The heart rate comments are interesting too. Looking back at my last lot of runs, my average hear rate seems to be in the region of 150-160bpm depending on pace. Using the max heart rate as 220-age this is approx 80% max heart rate for me, however other than when on hills they don’t seem too onerous.

This seems to put me in the higher HR zones though and it suggests I should be aiming more a much slower run to be hitting the 65% level. Perhaps this is right and I’m just thinking of my old paces when I’m aim to do 5k in 20 mins rather than 25...

Siderunner - based on your suggestion, are the “easier” runs, those in the down week, or would the other weeks contain easier runs as well?

Thanks for all the suggestions!

In reply to James Malloch:

Don’t worry too much about heart rate numbers - they’re always wrong. If you can talk while you’re running that’s a good indication you’re hitting the right pace. 

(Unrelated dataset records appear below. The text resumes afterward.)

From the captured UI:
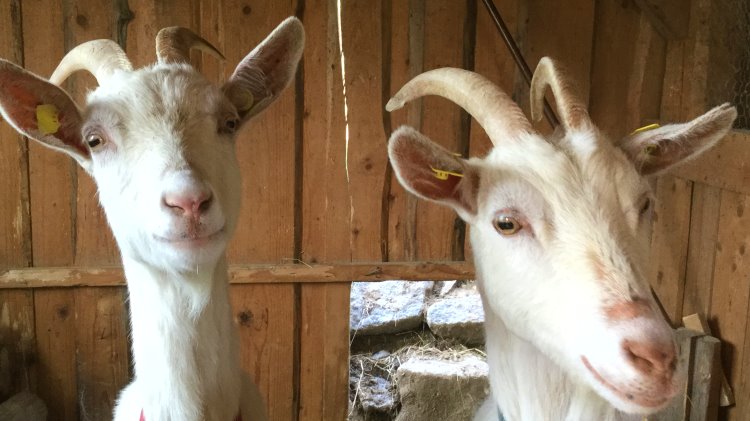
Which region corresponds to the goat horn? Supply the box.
[156,26,224,63]
[530,57,592,130]
[49,39,133,85]
[385,67,534,145]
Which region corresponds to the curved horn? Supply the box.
[156,26,224,63]
[385,67,534,145]
[49,39,133,85]
[530,57,592,130]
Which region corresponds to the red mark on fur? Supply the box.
[581,355,673,408]
[604,298,652,322]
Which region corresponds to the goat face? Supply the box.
[0,18,304,271]
[387,59,736,413]
[81,64,240,270]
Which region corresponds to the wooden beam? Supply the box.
[0,262,474,289]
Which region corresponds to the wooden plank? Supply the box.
[0,290,37,401]
[690,336,721,421]
[635,0,690,40]
[647,328,700,421]
[682,312,734,406]
[0,0,31,267]
[674,131,750,195]
[22,0,78,420]
[0,0,36,402]
[340,2,389,261]
[125,0,199,68]
[0,261,474,289]
[63,0,120,266]
[299,283,350,421]
[682,183,721,314]
[75,287,130,419]
[230,284,296,421]
[708,191,750,419]
[589,2,648,134]
[648,176,692,323]
[34,289,79,421]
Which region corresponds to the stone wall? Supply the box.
[349,281,489,421]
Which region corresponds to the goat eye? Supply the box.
[86,134,104,148]
[219,117,240,133]
[492,215,522,235]
[640,198,651,215]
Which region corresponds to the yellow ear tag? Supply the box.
[643,144,659,155]
[630,123,661,136]
[430,167,464,180]
[36,104,60,135]
[234,89,255,112]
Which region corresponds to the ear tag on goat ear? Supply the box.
[430,167,464,180]
[235,89,255,113]
[36,104,60,135]
[643,143,659,156]
[630,123,661,136]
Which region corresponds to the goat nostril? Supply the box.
[198,194,214,214]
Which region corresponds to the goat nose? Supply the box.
[622,340,677,380]
[164,190,213,218]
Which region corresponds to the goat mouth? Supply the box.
[581,356,674,409]
[155,227,224,248]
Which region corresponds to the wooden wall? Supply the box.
[0,0,750,421]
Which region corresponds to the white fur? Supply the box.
[468,134,673,421]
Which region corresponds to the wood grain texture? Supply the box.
[682,183,721,315]
[230,279,296,421]
[34,289,80,421]
[708,191,750,419]
[690,336,721,421]
[0,261,474,289]
[0,290,37,401]
[648,176,692,324]
[300,0,356,421]
[0,0,37,402]
[75,287,131,420]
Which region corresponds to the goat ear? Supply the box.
[619,104,737,175]
[0,60,91,168]
[223,17,305,121]
[388,126,479,221]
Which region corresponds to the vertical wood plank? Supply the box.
[0,290,37,401]
[708,190,750,419]
[22,0,78,419]
[649,176,692,324]
[230,284,296,421]
[682,183,721,315]
[0,0,36,401]
[75,287,130,420]
[63,0,120,266]
[34,289,79,421]
[296,0,354,421]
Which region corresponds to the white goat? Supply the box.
[386,58,736,421]
[0,14,304,421]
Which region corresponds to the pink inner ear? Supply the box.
[0,65,90,157]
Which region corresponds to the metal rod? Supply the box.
[483,0,560,128]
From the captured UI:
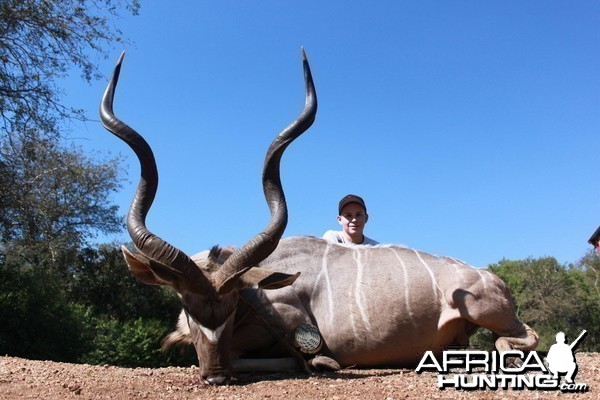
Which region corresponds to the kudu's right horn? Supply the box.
[100,52,214,293]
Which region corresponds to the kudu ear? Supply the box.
[121,246,178,286]
[240,267,300,289]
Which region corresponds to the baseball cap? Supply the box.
[338,194,367,215]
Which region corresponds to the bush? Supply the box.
[0,264,89,362]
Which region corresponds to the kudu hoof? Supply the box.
[308,356,342,371]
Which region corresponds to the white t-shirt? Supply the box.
[323,231,379,246]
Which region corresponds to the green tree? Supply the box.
[68,245,181,327]
[0,0,139,134]
[489,257,599,351]
[0,131,122,268]
[570,250,600,351]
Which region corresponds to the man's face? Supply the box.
[338,203,369,239]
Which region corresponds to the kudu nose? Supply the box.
[206,375,229,385]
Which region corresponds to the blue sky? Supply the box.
[65,0,600,267]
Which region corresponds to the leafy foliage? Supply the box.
[0,131,123,267]
[472,252,600,351]
[0,0,139,134]
[0,262,89,362]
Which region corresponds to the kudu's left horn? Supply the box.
[100,52,214,292]
[214,49,317,293]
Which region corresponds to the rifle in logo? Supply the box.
[546,329,587,383]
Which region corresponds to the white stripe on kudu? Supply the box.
[352,248,371,331]
[310,243,335,326]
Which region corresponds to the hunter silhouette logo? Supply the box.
[546,329,587,383]
[416,330,588,392]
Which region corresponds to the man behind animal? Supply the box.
[323,194,379,246]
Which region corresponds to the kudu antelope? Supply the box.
[101,50,538,384]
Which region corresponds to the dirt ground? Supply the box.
[0,353,600,400]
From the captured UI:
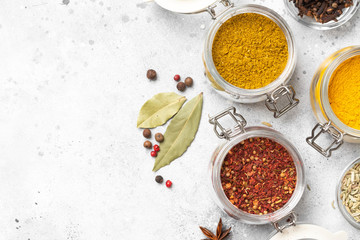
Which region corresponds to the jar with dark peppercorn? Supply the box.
[210,107,305,224]
[283,0,360,30]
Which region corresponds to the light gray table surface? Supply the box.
[0,0,360,240]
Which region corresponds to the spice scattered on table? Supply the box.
[328,55,360,130]
[144,141,152,149]
[155,133,164,143]
[143,128,151,138]
[184,77,194,87]
[261,122,272,127]
[176,82,186,92]
[221,137,296,215]
[289,0,353,23]
[146,69,156,80]
[340,163,360,223]
[165,180,172,188]
[212,13,288,89]
[155,175,164,183]
[200,218,231,240]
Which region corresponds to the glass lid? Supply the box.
[269,224,348,240]
[154,0,218,13]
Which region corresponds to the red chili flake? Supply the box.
[220,137,296,215]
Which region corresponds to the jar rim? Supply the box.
[210,126,305,224]
[320,45,360,137]
[284,0,360,30]
[335,157,360,229]
[204,4,297,97]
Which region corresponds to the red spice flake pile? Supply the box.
[220,137,296,215]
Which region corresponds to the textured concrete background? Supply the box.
[0,0,360,240]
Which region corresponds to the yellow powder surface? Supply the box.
[212,13,288,89]
[328,56,360,130]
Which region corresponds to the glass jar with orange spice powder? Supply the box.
[306,46,360,157]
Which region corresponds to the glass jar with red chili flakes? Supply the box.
[210,107,305,224]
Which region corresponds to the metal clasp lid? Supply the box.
[265,85,299,118]
[206,0,234,19]
[272,212,297,232]
[209,107,246,140]
[306,121,344,157]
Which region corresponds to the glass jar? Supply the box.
[284,0,360,30]
[209,107,305,224]
[209,107,348,240]
[203,5,299,117]
[335,158,360,229]
[306,46,360,157]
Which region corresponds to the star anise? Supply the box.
[200,218,231,240]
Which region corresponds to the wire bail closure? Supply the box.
[265,85,299,118]
[209,107,246,140]
[306,121,344,157]
[206,0,234,19]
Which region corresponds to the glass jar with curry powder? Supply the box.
[306,46,360,157]
[203,5,299,118]
[208,107,348,240]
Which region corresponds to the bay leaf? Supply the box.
[137,92,186,128]
[153,93,203,171]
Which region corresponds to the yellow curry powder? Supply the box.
[212,13,288,89]
[328,56,360,130]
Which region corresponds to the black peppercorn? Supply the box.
[185,77,193,87]
[176,82,186,92]
[143,128,151,138]
[144,141,152,149]
[146,69,156,80]
[155,133,164,142]
[155,175,164,183]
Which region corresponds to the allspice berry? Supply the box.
[155,133,164,142]
[143,128,151,138]
[144,141,152,149]
[146,69,156,80]
[155,175,164,183]
[185,77,193,87]
[176,82,186,92]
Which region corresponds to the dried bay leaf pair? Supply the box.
[137,93,203,171]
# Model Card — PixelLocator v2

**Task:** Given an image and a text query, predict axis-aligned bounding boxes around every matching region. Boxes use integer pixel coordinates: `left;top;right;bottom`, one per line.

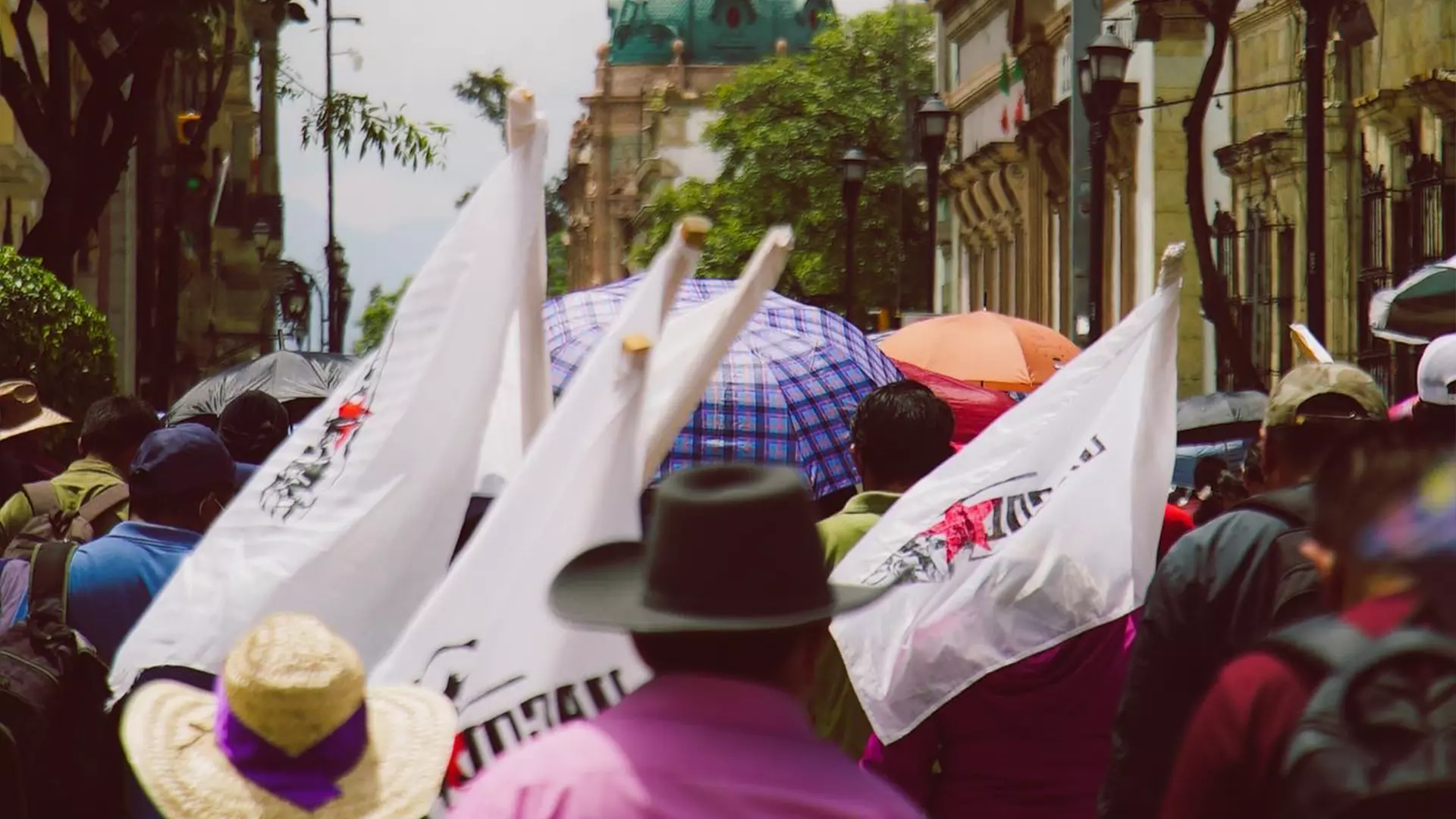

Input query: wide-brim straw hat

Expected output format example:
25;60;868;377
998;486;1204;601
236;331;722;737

0;379;71;440
121;615;456;819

My cadence is around 178 for practically all my runs. 

In reply to James Malloch:

A good percentage of your weekly mileage should be easy.

At least 80% of my mileage is either easy (8:30m/m) or steady (7-8m/m). The remaining mileage is anything from 5-6:30m/m depending on the session.

Adjust based on whatever easy, steady and fast is for you.

In reply to DancingOnRock:

> Don’t worry too much about heart rate numbers - they’re always wrong. If you can talk while you’re running that’s a good indication you’re hitting the right pace. 

> My cadence is around 178 for practically all my runs. 

I think I could talk, though I’ll give it a go next time. Always feel like I can but you never know! 
My cadence seems to have averaged 153 for every one of my last 10 runs. Generally being 5km/min give or take 10s. I guess this means I’m running with quite a long stride? 

In reply to The New NickB:

8m/m seems fairly steady at the moment, though I’m not sure I’d keep it up for many more km than what I’ve been doing. Perhaps it’s worth going a little slower for my next few runs and seeing how they feel.

 Siderunner 05:21 Tue

Easy runs should be in every week, not just down weeks, IMO. Try setting yourself a HR ceiling of 150 for a couple of runs and see how that feels. I think 5 min/km is brisk for easy running for someone who's not been running regularly very long, with the caveat that everyone's different in terms of body composition and running form. I try talking to myself to see if I pass the "talk test" ... after checking for passers-by first ;-)

To make the scheduling easier I run 4 times a week which is then easy to program: easy, medium, easy, long; the last two are on consecutive days. This is for a two month base phase, I'll change the medium to speed work later on. 

153 is a very low cadence. My natural cadence is 158-160 which is seen as very low too. I've been working to push it up to 170 using a metronome app and music from youtube, both at 170bpm (not at the same time obvs!). Low cadence is linked to overstriding and thus to injury. Go at this gradually though, or the change may injure you. I find it hard to run slowly with a fast cadence, but I think it's worth learning (as most good runners seem to do it).

 Dervey 11:19 Tue
In reply to James Malloch:


My response is likely to be less technical than some on here, however  generally speaking progression is just about gradually building up a load tolerance (as you have done with C25K).

I know someone who ran the Hal Higdon novice 10k program afterwards with good results, though its distance based rather than time so that may put you off.